Toyota domina l’ibrido: a Roma il marchio punta al 50%
Il colosso giapponese della mobilità ridisegna i confini dell’elettrificazione in Italia, puntando a una leadership che non ammette repliche. In un recente vertice strategico, Alberto Santilli, Amministratore Delegato di Toyota Motor Italia, ha tracciato la rotta per il 2026, fissando un traguardo ambizioso: portare la quota del settore ibrido (full hybrid) alla soglia psicologica del 50%. Questo balzo in avanti, che segue l’ottimo 43% registrato nell’esercizio precedente, trova il suo motore principale nel successo della neonata Aygo X Hybrid, capace di intercettare le necessità di un pubblico urbano che cerca efficienza senza rinunciare alla praticità.

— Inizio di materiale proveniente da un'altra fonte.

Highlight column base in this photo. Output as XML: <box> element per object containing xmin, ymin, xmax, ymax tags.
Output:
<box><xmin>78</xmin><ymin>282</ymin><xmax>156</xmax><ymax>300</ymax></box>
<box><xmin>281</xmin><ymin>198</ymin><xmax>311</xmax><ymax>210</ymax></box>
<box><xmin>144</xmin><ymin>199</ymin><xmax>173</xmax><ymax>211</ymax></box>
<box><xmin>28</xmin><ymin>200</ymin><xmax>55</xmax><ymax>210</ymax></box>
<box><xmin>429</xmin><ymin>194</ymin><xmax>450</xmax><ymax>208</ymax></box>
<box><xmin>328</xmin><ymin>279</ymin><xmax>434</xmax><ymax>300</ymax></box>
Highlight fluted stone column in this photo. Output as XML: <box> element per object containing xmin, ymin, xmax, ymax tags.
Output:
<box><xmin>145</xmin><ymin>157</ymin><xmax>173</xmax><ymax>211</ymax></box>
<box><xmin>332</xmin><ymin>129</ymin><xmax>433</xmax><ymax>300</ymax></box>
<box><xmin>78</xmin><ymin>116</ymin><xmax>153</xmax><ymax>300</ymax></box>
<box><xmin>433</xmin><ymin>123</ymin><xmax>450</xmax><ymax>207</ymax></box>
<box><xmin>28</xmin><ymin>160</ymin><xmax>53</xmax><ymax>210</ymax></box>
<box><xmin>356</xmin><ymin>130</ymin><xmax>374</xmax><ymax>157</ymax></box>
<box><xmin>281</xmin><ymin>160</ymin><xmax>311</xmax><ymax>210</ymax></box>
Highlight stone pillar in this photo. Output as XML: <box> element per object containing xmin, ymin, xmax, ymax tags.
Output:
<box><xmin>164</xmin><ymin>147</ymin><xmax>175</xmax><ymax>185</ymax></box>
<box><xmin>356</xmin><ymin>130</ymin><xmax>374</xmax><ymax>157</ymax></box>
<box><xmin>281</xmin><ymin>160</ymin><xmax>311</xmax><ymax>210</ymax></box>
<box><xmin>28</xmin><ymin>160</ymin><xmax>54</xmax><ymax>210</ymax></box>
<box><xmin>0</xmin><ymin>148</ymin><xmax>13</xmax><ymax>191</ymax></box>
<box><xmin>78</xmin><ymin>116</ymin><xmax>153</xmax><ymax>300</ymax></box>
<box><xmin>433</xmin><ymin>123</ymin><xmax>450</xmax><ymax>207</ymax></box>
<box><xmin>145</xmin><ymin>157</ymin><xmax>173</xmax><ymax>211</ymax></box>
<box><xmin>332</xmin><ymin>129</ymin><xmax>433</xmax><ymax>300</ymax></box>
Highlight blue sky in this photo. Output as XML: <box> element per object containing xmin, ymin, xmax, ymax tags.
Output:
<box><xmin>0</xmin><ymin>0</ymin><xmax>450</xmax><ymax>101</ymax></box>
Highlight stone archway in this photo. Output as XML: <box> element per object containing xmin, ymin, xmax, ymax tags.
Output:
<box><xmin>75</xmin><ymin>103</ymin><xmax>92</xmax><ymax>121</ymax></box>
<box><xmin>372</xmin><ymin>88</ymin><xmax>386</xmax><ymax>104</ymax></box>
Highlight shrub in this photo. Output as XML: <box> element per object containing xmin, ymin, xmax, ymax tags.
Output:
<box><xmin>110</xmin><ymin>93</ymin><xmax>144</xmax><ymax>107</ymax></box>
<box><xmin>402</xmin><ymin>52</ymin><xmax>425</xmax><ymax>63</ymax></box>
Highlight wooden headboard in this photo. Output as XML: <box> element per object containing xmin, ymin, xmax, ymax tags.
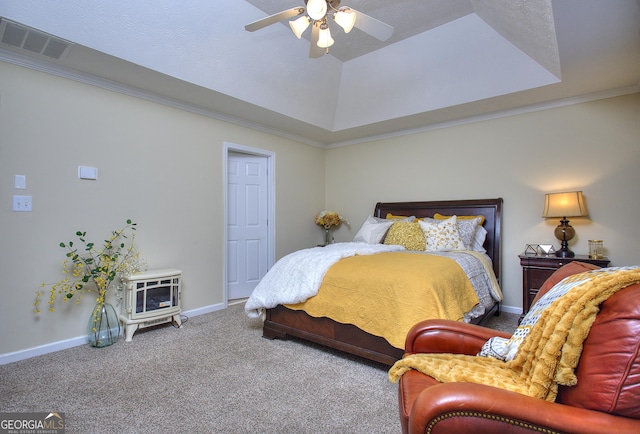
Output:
<box><xmin>373</xmin><ymin>198</ymin><xmax>502</xmax><ymax>282</ymax></box>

La visione di Santilli si fonda su quella che definisce una “strategia multitecnologica”, una filosofia industriale che non si limita a inseguire mode temporanee ma risponde concretamente ai bisogni reali di chi guida. I dati parlano chiaro: con una storia lunga oltre un quarto di secolo, il gruppo nipponico, insieme al brand premium Lexus, vanta un parco circolante superiore alle 650 mila vetture. Un volume che si traduce in un impatto ecologico massiccio, con un abbattimento di 200 mila tonnellate di anidride carbonica ogni anno, una performance ambientale paragonabile all’azione di otto milioni di alberi. Proprio a Roma, Toyota celebra il suo successo più evidente, confermandosi come il marchio preferito dai cittadini: nella Capitale, infatti, una vettura su cinque tra quelle vendute appartiene alla famiglia elettrificata del colosso asiatico.
L’analisi di Santilli si estende anche al settore dei professionisti e del lusso. La gamma Professional ha scalato le gerarchie nazionali, passando dal nono al sesto posto nel segmento dei veicoli commerciali con un incremento del 43%, spinto anche da una solida base di modelli puramente elettrici. Parallelamente, Lexus continua a presidiare con eleganza il mercato premium, crescendo grazie all’accoglienza entusiasta riservata alla nuova LBX. Non è però solo una questione di vendite: negli ultimi otto anni la rete di vendita è stata ottimizzata e snellita, puntando su una redditività maggiore per i partner senza mai sacrificare la qualità dell’assistenza post-vendita, vero pilastro della reputazione del marchio.
Guardando all’orizzonte normativo, l’azienda assume una posizione pragmatica e coraggiosa. Mentre l’Europa discute il bando dei motori termici per il 2035, Toyota invoca un approccio più bilanciato e meno ideologico, che tenga conto delle diverse realtà infrastrutturali. Sul fronte nazionale, la critica agli incentivi “mordi e fuggi” è netta: secondo l’AD, i bonus sull’elettrico visti finora hanno solo creato picchi temporanei senza generare un rinnovo strutturale del parco auto. La ricetta proposta è quella di un piano di incentivi stabile, con un respiro di almeno 3 o 4 anni, che supporti con decisione la tecnologia dell’ibrido e accompagni gli italiani verso una transizione energetica realmente sostenibile e accessibile a tutti.